The voters who chose not to follow that bandwagon feel left in the dust, like Cass Davey, a 27-year-old who traveled four hours to the Principles First event with friend Jayci Mondell.
Both women say they now consider themselves independents, though Mondell is ready to vote Democratic over Trump. Davey applauds Republicans such as former U.S. Rep. Adam Kinzinger, one of the few Republicans who voted to impeach Trump for incitement of insurrection, but appeared at times enraged and exhausted by the current state of the Republican Party playing out down the street.
“Instead of being country first, Republicans are focused solely on party, regardless of the fact that Trump is not focused on the well-being of Americans,” Davey said.
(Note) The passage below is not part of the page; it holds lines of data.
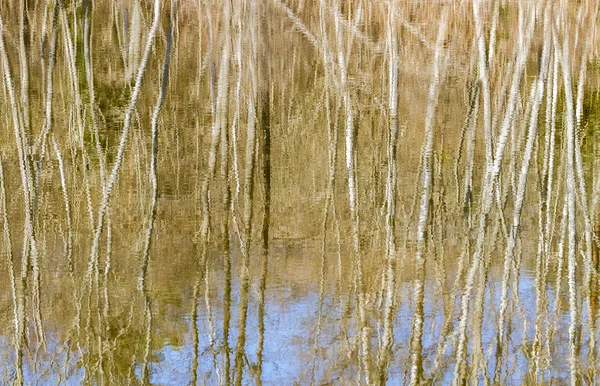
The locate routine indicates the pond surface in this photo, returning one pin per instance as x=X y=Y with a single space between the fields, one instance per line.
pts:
x=299 y=193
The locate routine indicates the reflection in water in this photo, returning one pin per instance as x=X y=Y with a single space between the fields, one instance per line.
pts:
x=299 y=192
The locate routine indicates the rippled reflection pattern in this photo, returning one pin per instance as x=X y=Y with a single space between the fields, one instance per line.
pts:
x=299 y=192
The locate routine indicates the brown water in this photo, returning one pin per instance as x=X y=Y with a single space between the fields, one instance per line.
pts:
x=322 y=193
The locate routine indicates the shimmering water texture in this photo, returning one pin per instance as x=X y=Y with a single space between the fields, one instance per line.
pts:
x=299 y=192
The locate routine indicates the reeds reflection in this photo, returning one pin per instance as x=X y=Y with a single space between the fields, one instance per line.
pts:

Brittany Martinez, a Republican strategist and one-time communications director for former House Speaker Kevin McCarthy, nows feels "politically homeless," disconnected from the party she's devoted a career to. She wants to be hopeful about the future of the party, but the options ahead are slim.
"I'm Republican, I won't be a Democrat, I don't want to be an independent," Martinez said.
Inside the RNC, some delegates said there is still a home in the current Republican Party for those resistant to Trump.
“There’s always room for them in the Republican Party,” Oz Sultan, a New York delegate, said. "Look, you’re never going to agree 100% with 100% of what a candidate or a politician says or brings forward as policy."
Other Republicans are less welcoming.
At an Indiana delegation breakfast on Tuesday, U.S. Rep. Jim Banks told fellow Hoosiers they must hold accountable the state’s top Republicans who have said they won’t support Trump’s 2024 campaign.
“This is no time for wimpy Republicans,” he later said in his speech Tuesday night.
It was a thinly veiled reference to Indiana Sen. Todd Young and former Vice President Mike Pence, who lost favor with Trump Republicans after Pence denied Trump’s request to block the certification of the 2020 election results on Jan. 6, something Pence insists he never had the authority to do.
Some Jan. 6 rioters called for Pence's head, and he had to be rushed for safety. Pence has refused to endorse Trump and was among several prominent Republicans who didn’t make the trip to Milwaukee this week.
Former Arkansas Gov. Asa Hutchinson, who once challenged Trump in the primary and said last year he’d refuse to vote for a convicted felon, did show up in Milwaukee. But after Saturday’s assassination attempt, Hutchinson struck a conciliatory tone regarding Trump’s call for unity.
"I said it, and I meant it," he said of his pledge to not vote for Trump. "But a lot has changed since that moment."
The party this week has, in fact, unified, namely around Trump’s singular hold on Republicans' message and figureheads. Anti-Trump challengers such as former Gov. Nikki Haley have either bent the knee or avoided the raucous, celebratory convention that has featured almost no notable disputes or platform disagreements.
Kristin Combs, the lone RNC-credentialed delegate at the Principles First meeting, said she was interested in the message behind Principles First. A staunch Haley supporter, she'd watched the governor pledge not to endorse Trump if she lost the primary, and then watched from Milwaukee as Haley offered her "strong endorsement" of Trump from the Fiserv stage.
"I'm a Republican. I have been a Republican long before Trump, I will be a Republican long after Trump," Combs said, acknowledging she feels it is an "inevitability" candidates have to get on board with the GOP ticket if they want a future in politics.
When asked if she's willing to vote for Trump, she closed her eyes and grimaced, but nodded. The Republican ticket is her priority.
For Mayo, attracting voters like Combs seems to be a goal of the ongoing events he and other volunteers continue to put on around the country to drum up grassroots support among conservatives, even if they have little leverage to wield in the current climate.
"If you abandon our principles, you cannot count on our votes simply because you are a Republican," Mayo said. "That is the only way to hold elected leaders accountable in a constitutional republic. You have to be willing to do that, or they're going to take you for granted."